Only believe in the shepherds. They know the life of lambs.
To the belts of shepherds we may tether our lives.

Don’t believe in angels. They are prisoners.
They drag their wings as prisoners their shackles.
If there is freedom, it lives in our brother’s eyes.
If freedom sings, the song is heard in our blood.

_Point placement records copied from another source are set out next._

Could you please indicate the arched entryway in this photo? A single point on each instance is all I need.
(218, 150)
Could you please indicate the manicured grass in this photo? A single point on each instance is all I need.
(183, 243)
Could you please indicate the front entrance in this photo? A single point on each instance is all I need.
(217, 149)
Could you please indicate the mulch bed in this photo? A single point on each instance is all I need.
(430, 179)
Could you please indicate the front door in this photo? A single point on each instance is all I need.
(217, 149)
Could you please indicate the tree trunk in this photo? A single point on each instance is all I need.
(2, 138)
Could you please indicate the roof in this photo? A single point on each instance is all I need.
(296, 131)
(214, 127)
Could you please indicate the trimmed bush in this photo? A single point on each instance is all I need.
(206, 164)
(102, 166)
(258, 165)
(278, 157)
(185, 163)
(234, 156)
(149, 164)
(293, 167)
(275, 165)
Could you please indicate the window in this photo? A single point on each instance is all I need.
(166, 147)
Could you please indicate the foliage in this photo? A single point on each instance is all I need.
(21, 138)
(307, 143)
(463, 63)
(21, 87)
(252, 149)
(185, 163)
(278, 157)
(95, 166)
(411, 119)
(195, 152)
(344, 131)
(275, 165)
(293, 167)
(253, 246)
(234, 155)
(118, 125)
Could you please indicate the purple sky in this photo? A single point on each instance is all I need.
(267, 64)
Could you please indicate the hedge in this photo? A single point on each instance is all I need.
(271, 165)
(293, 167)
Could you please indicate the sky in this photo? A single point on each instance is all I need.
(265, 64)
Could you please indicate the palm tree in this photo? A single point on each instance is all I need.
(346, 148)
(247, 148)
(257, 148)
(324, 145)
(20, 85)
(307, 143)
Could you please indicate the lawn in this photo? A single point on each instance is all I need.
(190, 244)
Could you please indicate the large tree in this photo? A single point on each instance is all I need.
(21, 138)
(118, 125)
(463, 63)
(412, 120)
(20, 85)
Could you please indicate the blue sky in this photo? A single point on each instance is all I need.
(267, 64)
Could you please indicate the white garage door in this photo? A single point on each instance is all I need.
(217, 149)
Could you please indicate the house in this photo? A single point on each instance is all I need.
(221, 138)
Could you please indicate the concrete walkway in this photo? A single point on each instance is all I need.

         Translation by: Lo Dagerman

Editions and Translations

  • Swedish:     Stig Dagerman. Dikter, noveller, prosafragment, Samlade skrifter no. 10, Norstedts, 1983.
  • English:       “Birgitta Suite” (excerpt) , translation by Thomas and Vera Vance, Poetry Magazine, January 1964.
                         “Birgitta Suite”, translation by Nancy Naomi Carlson with Lo Dagerman, Asheville Poetry Review, Vol. 29, 2022.
                         ”A Flower Opens …”, “To the Dogs” and “The Long Lake Lies Shimmering”, translation by Nancy Naomi Carlson with Lo Dagerman, Loch                                 Raven Review , 2023.
  • French:        Suite Birgitta, translation by Claude Le Manchec and Philippe Bouquet, Édition Centrifuges, 2019. Illustrations by Daphne Bitchatch; Poem                            republished by Aencrages & Co. 2022.
  • Italian:          Breve è la vita di tutto quell che arde, translation by Fulvio Ferrari, Iperborea 2022

Blank är den långa sjön

Blank är den långa sjön
Av tunt tunt silver
så sprött som min älskade

henne krossar ett moln
henne bländar en stjärna
himlen här är för tung
en fågel vore hon annars
gräset här för strävt
annars var hon en hind

nu andas den mörka vinden
lätt på vattnets yta
då fryser min älskades ögon
fäll natt dina värmande ögonlock
smek natt min älskades panna
med sina vänliga händer

min sjö som viskar i mörkret!
när dimman sänks över vattnet
skall jag vara din enda båt
vaggad av mjuka vågor
lyft över nattens botten
lyft över dagens stenar
sövd av de tysta sånger
som genomströmmar din kropp

min sjö som drömmer om döden!
när dimman lyfter ur vattnet
ser jag min älskades ansikte
som belyst av en blixt
lugnt som en sovande fågel
klart som ett sovande hav
och så vackert som min största längtan

tänk inatt har jag byggt av min längtan
ett högt, ljust valv
mellan himlens stenar
och henne jag älskar
och när morgonen kommer
skall min älskades fötter vada
i min längtans varmaste dagg
i min längtans mjukaste gräs.

The Long Lake Lies Shimmering

The long lake lies shimmering
like thin thin silver
as delicate as my lover

a cloud can crush her
a star can blind her
here the sky is too heavy
or else she’d be a bird
here the grass is too coarse
or else she’d be a doe

now the dark wind breathes
lightly on the water’s surface
then my lover’s eyes grow cold
night, lower your warming eyelids
night, caress my lover’s brow
with your gentle hands

my lake that whispers in the darkness!
when the mist descends upon the water
I shall be your only boat
rocked by the softness of waves
lifted above the bottom of night
lifted above the stones of day
lulled by the quiet songs
that flow through your body

my lake that dreams of death!
when the mist lifts out of the water
I see my lover’s face
as if lit up by lightning
peaceful as a sleeping bird
transparent as a sleeping sea
and as lovely as my greatest longing

imagine tonight I have built out of my longing
a tall, sun-lit vault
between the stones of heaven
and her whom I love
and when morning comes
the feet of my lover shall wade
in my longing’s warm dew
in my longing’s tender grass.

This poem was published posthumously.